Still on Merging Pfam Alignments ...

| Comments

One of the things I like about Python and the Python community is the search for the making code simple and clear. Tal left a comment in the last post about merging Pfam alignment sequences suggesting another approach to our problem. The code is below

def merge_seqs(data1, data2):
    from itertools import chain, groupby
    format = "%s-%s->%d\n%s%s"
    flist = []
    keyfunc = lambda it: it.name[it.name.find('|') + 1 : it.name.find('/')]
    for it, g in groupby(sorted(chain(data1, data2), key=keyfunc), keyfunc):
        values = list(g)
        if len(values) == 2:
            jname, jseq = values[0].name, values[0].sequence
            kname, kseq = values[1].name, values[1].sequence
            flist.append(format % (jname, kname, len(jseq), jseq, kseq) )

    return flist

The code also uses the itertools module, importing chains and groupby.

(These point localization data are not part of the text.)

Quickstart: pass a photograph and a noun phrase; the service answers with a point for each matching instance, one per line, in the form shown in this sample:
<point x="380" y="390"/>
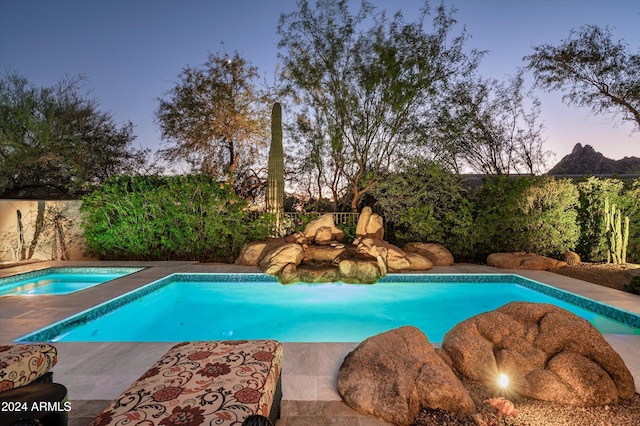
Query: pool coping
<point x="94" y="270"/>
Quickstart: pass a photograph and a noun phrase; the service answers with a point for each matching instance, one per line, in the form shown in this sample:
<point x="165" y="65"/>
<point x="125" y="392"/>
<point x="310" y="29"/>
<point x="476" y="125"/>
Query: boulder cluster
<point x="548" y="353"/>
<point x="319" y="254"/>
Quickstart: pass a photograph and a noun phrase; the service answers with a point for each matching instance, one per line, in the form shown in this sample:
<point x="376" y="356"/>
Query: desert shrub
<point x="526" y="214"/>
<point x="592" y="243"/>
<point x="168" y="217"/>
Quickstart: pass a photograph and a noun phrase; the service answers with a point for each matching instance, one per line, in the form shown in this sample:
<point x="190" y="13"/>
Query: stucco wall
<point x="55" y="226"/>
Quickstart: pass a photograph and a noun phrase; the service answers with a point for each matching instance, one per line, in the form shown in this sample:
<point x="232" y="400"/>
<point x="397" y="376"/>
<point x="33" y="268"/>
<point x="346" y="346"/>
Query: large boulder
<point x="547" y="352"/>
<point x="522" y="260"/>
<point x="393" y="374"/>
<point x="359" y="271"/>
<point x="253" y="252"/>
<point x="396" y="259"/>
<point x="275" y="261"/>
<point x="317" y="274"/>
<point x="326" y="220"/>
<point x="436" y="253"/>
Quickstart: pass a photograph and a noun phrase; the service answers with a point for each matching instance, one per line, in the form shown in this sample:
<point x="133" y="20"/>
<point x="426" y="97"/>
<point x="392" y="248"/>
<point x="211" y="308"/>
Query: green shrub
<point x="168" y="218"/>
<point x="592" y="243"/>
<point x="423" y="202"/>
<point x="526" y="214"/>
<point x="630" y="204"/>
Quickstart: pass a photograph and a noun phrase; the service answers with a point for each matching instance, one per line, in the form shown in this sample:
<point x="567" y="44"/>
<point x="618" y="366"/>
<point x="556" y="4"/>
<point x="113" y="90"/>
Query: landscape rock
<point x="522" y="260"/>
<point x="322" y="221"/>
<point x="418" y="262"/>
<point x="392" y="374"/>
<point x="322" y="254"/>
<point x="253" y="252"/>
<point x="323" y="236"/>
<point x="547" y="352"/>
<point x="438" y="254"/>
<point x="289" y="274"/>
<point x="359" y="271"/>
<point x="370" y="225"/>
<point x="297" y="237"/>
<point x="275" y="261"/>
<point x="318" y="274"/>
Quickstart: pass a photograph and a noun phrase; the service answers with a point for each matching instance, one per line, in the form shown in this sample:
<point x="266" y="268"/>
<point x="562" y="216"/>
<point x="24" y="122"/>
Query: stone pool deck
<point x="96" y="373"/>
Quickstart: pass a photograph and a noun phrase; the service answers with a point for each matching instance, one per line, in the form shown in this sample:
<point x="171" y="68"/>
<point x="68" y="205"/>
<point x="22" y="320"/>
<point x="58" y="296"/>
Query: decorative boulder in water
<point x="253" y="252"/>
<point x="322" y="221"/>
<point x="391" y="375"/>
<point x="547" y="352"/>
<point x="436" y="253"/>
<point x="275" y="261"/>
<point x="370" y="225"/>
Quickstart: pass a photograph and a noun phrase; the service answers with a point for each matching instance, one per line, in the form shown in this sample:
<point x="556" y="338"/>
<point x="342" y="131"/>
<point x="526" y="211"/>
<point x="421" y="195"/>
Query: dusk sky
<point x="132" y="50"/>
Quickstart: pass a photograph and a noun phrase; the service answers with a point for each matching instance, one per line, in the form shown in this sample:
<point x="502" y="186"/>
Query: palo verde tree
<point x="366" y="80"/>
<point x="593" y="70"/>
<point x="216" y="118"/>
<point x="57" y="137"/>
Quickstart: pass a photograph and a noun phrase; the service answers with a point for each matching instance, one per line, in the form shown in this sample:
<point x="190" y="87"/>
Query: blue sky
<point x="132" y="50"/>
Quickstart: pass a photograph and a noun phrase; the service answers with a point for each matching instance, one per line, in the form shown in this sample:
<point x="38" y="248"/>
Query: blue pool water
<point x="251" y="306"/>
<point x="62" y="280"/>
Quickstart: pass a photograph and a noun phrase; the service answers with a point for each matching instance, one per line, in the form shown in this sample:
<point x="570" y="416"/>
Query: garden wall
<point x="40" y="230"/>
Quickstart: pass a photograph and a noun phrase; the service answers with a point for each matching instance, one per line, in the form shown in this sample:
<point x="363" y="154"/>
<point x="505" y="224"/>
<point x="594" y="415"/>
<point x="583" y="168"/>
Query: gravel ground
<point x="537" y="413"/>
<point x="605" y="274"/>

We already saw chains in the previous post, but groupby is new to us here. groupby was introduced in the 2.4 version of Python and is a method returns keys and groups from an iterable. An Python iterable is any object that can return its elements at given time, for instance in a for loop, while the index of this loop is the iterator. So, in our case groupby will return the sequence names based on the lambda function defined before the groupby and the chain method. Usually groupby has this syntax

groupby(iterable[, key])

The key is optional, and in our case it is the lambda function. Another method new to use that uses the same lambda function is sorted. As its name hints, sorted returns a sorted list of iterables. The key in this case is the sorting algorithm, that actually creates the comparison between items. Basically in the code above, a lambda function extracts the desired regions from the sequence names, which are them iterated in a groupby method that returns they key values, one value when the sequence is unique, two values when there are two sequences, of a sorted iterable generated by a chain that read both input lists in one pass. After this we just need to check the number of returned values and we have our list of matching sequences.